Boeing spokesman Gordon Johndroe said Sunday the U.S. planemaker “identified this issue as part of that rigorous process, and we are working with the FAA to perform the appropriate analysis. It would be premature to speculate as to whether this analysis will lead to any design changes.”
The New York Times reported Boeing is reviewing whether two bundles of wiring are too close together, which could lead to a short circuit and potentially result in a crash if pilots did not respond appropriately.
The FAA said in a statement Sunday the agency and company “are analyzing certain findings from a recent review of the proposed modifications to the Boeing 737 MAX.” The agency added it will “ensure that all safety related issues identified during this process are addressed.”
Boeing is currently working to design separating the wiring bundles if necessary and conducting extensive analysis to establish if the electrical fault could occur in a real-world scenario, a company official said.
Officials said the FAA had directed Boeing to complete an audit in December. The wiring issue could push back the return of the MAX, the officials added. Reuters has reported previously the FAA is not likely to approve the plane until at least February and might not until March or later.
The FAA flagged the wiring issue as potentially “catastrophic.” It is possible other protections like shielding, insulation and circuit breakers could prevent the short circuit, a company official said.
Boeing will halt production of the 737 MAX this month following the grounding in March of its best-selling plane after two fatal crashes in five months killed 346 people.
Last month, Boeing’s board fired Chief Executive Dennis Muilenburg after repeatedly failing to contain the fallout from the crashes that tarnished its reputation with airlines and regulators.

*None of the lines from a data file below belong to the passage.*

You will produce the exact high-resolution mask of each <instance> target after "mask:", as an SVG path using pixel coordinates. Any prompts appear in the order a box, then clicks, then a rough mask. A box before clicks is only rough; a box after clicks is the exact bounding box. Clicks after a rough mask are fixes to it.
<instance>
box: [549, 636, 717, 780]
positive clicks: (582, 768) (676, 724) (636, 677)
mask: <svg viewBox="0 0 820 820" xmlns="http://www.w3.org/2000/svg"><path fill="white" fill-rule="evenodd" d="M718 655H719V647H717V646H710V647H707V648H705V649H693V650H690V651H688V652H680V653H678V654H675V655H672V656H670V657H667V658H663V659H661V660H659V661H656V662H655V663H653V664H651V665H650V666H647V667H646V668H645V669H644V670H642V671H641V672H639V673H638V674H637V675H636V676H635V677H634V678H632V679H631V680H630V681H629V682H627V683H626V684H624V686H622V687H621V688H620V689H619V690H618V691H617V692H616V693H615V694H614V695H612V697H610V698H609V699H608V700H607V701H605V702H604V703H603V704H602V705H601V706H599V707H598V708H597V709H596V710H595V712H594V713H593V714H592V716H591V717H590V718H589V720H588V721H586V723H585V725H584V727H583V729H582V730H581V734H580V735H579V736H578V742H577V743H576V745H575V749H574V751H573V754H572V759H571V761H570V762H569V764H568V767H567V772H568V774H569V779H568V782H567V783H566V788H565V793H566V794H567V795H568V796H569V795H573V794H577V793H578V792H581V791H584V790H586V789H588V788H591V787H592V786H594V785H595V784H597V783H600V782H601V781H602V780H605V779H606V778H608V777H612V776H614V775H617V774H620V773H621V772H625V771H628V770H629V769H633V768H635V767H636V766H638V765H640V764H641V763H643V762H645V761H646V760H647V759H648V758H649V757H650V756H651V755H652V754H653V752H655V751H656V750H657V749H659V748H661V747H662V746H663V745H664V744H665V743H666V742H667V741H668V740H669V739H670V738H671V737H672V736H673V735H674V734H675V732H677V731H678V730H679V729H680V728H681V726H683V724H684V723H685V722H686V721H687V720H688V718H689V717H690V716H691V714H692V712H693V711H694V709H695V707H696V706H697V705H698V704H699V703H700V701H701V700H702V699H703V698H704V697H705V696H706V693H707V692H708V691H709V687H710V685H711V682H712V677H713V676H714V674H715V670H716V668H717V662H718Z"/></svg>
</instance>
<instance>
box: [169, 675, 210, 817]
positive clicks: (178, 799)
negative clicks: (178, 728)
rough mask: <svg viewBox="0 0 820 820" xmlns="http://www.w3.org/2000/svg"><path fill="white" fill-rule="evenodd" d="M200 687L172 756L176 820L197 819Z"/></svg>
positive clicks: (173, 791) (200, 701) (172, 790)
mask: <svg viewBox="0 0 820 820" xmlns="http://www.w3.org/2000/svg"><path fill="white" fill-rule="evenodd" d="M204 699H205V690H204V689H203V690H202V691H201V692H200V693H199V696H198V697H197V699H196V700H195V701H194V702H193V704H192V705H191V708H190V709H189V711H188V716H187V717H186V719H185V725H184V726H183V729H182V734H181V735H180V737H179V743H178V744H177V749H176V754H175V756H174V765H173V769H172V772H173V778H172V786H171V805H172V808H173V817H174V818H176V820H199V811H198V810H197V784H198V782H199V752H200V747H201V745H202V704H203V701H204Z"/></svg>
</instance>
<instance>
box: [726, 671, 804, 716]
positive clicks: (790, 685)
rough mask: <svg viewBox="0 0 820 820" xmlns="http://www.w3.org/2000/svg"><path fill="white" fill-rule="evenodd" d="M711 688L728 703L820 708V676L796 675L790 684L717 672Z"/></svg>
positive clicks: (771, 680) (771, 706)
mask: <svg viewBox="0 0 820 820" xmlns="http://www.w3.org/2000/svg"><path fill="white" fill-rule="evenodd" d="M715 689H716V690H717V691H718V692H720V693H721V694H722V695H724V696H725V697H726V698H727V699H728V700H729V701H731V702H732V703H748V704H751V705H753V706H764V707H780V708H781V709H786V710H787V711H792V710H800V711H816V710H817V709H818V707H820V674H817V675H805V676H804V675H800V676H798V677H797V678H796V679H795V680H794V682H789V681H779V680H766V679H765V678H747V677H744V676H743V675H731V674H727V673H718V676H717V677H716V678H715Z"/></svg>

The crisis has cost Boeing $9 billion, and has hurt suppliers and airlines.
Boeing is struggling to mend relations with the U.S. and international regulators it needs to win over to get the jet back in the air.
Separately, U.S. and European regulators are expected to return to Iowa this week to review a software documentation audit of the 737 MAX that was not completed last year, officials said Sunday. FAA and the European Union Aviation Safety Agency are scheduled to meet in Seattle this week and then return to Rockwell Collins facility in Cedar Rapids, Iowa next weekend to review the audit.